For $x=1$ and $y=1\text{,}$ the slope of the tangent line of the curve in ($1$) is $y^{\prime }=-3∕2\text{,}$ and the slope of the tangent line of the curve in ($2$) is $y^{\prime }=2∕3\text{.}$ Therefore, the tangent lines are perpendicular at $\left(1,1\right)\text{.}$

For $x=-1$ and $y=1\text{,}$ we have $y^{\prime }=3∕2$ in ($1$) and $y^{\prime }=-2∕3$ in ($2$).

Therefore, the tangent lines are also perpendicular at $\left(-1,1\right)\text{,}$ and the curves are orthogonal.

Example 4.61. To see if the families of parabolas $x=a{y}^2$ and ellipses $2x^2+y^2=2b$ have orthogonal trajectories, we need to see if the slopes of the tangent lines are perpendicular.
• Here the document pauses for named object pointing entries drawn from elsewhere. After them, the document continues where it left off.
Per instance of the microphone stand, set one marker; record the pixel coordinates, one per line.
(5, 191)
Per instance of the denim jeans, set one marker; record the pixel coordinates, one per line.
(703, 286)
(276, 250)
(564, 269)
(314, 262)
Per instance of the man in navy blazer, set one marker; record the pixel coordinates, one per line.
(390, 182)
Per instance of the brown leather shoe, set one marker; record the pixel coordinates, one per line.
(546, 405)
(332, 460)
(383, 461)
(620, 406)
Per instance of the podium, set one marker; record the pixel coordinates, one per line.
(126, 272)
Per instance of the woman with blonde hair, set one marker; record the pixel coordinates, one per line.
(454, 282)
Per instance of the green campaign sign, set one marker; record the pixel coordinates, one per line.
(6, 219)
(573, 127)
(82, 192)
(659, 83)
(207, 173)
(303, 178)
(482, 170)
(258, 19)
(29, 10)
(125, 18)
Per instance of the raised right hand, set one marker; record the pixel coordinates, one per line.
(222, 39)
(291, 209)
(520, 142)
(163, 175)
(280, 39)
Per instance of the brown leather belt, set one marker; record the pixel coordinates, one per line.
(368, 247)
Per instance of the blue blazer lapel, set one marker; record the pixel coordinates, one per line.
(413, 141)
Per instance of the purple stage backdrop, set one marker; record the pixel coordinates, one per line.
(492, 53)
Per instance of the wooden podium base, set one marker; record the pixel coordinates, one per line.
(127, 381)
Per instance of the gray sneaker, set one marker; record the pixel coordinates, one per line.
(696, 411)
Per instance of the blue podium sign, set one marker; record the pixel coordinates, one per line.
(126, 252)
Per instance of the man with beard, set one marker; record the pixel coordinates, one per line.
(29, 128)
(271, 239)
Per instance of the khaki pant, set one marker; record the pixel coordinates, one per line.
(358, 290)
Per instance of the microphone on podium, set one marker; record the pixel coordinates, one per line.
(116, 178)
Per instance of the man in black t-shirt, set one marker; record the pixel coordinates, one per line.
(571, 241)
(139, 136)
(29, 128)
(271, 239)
Implicitly differentiating both equations and solving for $y^{\prime }$ yields

${\displaystyle 1=2ay{y}^{\prime }\text{ and }{y}^{\prime }={\displaystyle \frac{1}{2ay}}\text{.}}$(1)

${\displaystyle 4x+2y{y}^{\prime }=0\text{ and }{y}^{\prime }=-{\displaystyle \frac{2x}{y}}\text{.}}$(2)

Now observe that from the equation $x=a{y}^2=\left(ay\right)y\text{,}$ we have $ay=x∕y\text{;}$ hence, in ($1\text{),}$ we have $y^{\prime }=y∕\left(2x\right)\text{.}$

The slopes of the tangent lines of the curves are $y^{\prime }=y∕\left(2x\right)$ and $y^{\prime }=-2x∕y\text{;}$ hence, the tangent lines are perpendicular, and the curves have orthogonal trajectories.